I'm certainly no expert. I am not a lawyer or insurance agent either, but I do operate a LLC. I agree the LLC creates seperation between business and person/owner, but I think the tricky part is that the property you are operating on is the person's and therefore; can be liable. I would check with an attorney to be sure.

Also, I think by considering your home haunt a business you will now become subject to business permits, rules and regs.

Here in CT we pay a flat "existence tax" $300/yr for the LLC which is better than what PA has but not as nice as NV.


----------



## tonguesandwich (Oct 13, 2006)

You would be very surprised how many businesses in Nevada do not have business licenses, even in commercial zones. My old job, we didn't even ask or care. We did close one because the person set up a Mexican restaurant in his very small apartment.....D'OH! It was packed.
I guess I have gotten off topic.....yikes!
Nevada is a different world....


----------



## GraveStalker (Apr 19, 2006)

Man, are you lucky! In CT, they'll bust you for selling flowers on the side of the road without license/tax reg. 

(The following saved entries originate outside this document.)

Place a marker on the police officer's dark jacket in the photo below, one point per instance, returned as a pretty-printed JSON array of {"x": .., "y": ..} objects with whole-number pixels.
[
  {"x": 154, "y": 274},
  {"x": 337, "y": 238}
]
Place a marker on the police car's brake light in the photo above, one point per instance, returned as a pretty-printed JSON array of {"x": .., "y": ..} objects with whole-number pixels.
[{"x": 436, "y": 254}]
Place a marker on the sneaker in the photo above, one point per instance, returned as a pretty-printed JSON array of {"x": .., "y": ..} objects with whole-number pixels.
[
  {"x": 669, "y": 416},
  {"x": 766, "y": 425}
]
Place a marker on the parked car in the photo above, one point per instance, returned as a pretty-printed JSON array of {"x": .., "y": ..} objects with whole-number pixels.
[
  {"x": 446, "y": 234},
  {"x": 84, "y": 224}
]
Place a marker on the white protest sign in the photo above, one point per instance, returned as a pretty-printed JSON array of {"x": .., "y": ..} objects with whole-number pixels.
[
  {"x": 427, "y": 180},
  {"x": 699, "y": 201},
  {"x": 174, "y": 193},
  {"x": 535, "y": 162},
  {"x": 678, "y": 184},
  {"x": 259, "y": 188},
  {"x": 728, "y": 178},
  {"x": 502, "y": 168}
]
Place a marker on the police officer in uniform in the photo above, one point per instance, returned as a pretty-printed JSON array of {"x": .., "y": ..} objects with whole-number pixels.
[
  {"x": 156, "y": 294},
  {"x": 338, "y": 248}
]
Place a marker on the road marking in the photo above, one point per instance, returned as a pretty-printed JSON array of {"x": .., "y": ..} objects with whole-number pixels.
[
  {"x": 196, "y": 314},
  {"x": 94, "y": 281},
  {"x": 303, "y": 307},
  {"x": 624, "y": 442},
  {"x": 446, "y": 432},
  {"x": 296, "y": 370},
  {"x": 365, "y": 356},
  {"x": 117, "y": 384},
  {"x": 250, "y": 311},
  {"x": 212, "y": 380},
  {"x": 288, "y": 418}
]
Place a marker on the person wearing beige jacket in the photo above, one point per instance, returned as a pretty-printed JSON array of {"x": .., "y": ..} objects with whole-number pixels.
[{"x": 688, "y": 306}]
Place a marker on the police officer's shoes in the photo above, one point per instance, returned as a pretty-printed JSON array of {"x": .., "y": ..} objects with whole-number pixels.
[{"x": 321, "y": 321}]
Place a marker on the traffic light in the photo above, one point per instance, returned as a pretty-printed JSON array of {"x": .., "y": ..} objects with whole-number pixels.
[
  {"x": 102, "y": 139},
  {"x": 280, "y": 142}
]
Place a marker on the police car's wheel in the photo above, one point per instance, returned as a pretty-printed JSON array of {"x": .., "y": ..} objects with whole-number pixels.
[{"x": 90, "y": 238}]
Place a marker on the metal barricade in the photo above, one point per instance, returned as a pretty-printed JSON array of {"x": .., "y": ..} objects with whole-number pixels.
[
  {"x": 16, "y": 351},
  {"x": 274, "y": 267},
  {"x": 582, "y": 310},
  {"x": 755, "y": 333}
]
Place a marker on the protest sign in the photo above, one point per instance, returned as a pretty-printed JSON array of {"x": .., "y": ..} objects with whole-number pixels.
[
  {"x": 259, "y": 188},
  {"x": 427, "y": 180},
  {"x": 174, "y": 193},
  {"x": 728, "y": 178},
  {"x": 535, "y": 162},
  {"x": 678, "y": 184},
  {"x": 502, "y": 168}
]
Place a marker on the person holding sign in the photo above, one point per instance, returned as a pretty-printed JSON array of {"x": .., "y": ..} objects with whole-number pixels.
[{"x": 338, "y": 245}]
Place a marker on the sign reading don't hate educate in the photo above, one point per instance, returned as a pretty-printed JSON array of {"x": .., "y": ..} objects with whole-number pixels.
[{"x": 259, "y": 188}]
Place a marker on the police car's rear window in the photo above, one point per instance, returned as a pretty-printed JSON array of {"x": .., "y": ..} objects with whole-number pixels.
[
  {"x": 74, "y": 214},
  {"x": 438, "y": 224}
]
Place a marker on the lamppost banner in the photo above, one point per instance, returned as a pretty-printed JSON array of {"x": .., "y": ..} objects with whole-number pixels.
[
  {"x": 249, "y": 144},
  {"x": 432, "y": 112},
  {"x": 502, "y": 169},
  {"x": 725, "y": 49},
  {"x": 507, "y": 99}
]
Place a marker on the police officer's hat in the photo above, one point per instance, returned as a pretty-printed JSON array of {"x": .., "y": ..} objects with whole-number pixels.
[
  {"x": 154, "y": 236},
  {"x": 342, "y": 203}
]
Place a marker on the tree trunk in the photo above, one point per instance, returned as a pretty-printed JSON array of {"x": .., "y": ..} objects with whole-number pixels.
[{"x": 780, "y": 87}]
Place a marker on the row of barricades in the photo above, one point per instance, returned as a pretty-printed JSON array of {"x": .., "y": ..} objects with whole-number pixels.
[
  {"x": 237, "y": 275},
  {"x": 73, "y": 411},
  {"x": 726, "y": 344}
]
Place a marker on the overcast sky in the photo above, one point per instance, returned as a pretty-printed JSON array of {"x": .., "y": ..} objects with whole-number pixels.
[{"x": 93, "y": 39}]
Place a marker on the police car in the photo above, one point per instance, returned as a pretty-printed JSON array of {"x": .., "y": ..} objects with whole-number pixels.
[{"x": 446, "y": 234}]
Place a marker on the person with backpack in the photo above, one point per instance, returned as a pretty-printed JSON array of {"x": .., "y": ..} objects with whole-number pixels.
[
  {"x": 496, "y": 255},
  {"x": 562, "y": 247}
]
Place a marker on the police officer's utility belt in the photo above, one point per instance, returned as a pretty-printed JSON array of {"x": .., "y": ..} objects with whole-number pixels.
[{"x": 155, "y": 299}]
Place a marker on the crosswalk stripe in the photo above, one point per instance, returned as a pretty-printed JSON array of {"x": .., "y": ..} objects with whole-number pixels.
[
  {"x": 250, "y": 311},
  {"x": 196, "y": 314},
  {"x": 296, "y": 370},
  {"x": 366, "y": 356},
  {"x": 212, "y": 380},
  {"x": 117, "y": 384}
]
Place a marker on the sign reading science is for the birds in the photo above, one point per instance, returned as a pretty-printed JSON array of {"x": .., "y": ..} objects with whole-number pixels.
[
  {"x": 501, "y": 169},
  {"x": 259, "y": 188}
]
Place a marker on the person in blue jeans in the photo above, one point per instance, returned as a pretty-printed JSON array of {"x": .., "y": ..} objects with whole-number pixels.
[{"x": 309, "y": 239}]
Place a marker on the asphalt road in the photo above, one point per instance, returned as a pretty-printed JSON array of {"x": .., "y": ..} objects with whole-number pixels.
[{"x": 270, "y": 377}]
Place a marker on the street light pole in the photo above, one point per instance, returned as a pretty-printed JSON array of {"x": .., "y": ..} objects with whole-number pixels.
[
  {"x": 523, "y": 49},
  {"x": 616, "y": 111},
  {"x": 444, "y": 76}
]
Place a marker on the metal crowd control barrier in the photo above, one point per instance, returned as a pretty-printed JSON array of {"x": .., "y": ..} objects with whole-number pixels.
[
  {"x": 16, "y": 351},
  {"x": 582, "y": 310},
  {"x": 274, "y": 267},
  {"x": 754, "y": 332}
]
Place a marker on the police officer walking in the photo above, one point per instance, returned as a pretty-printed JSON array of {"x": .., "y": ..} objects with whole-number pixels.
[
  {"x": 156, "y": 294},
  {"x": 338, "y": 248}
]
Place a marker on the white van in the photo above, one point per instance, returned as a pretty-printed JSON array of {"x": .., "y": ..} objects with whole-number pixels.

The thought of a Mexican joint operating in an apartment -cracks me up!!!:googly:


----------



## beelce (Jul 21, 2007)

I have a six acre haunt/party...we have about 200 friends and family show up for the one night blow out. I always worry myself sick about making things safe, but I don't worry about extra insurance. Just got to hope that my attendies will be careful and not come after me if something goes wrong. 

As far as an LLC goes I would think that it may ad a layer of protection, but it's not a superman cape.


----------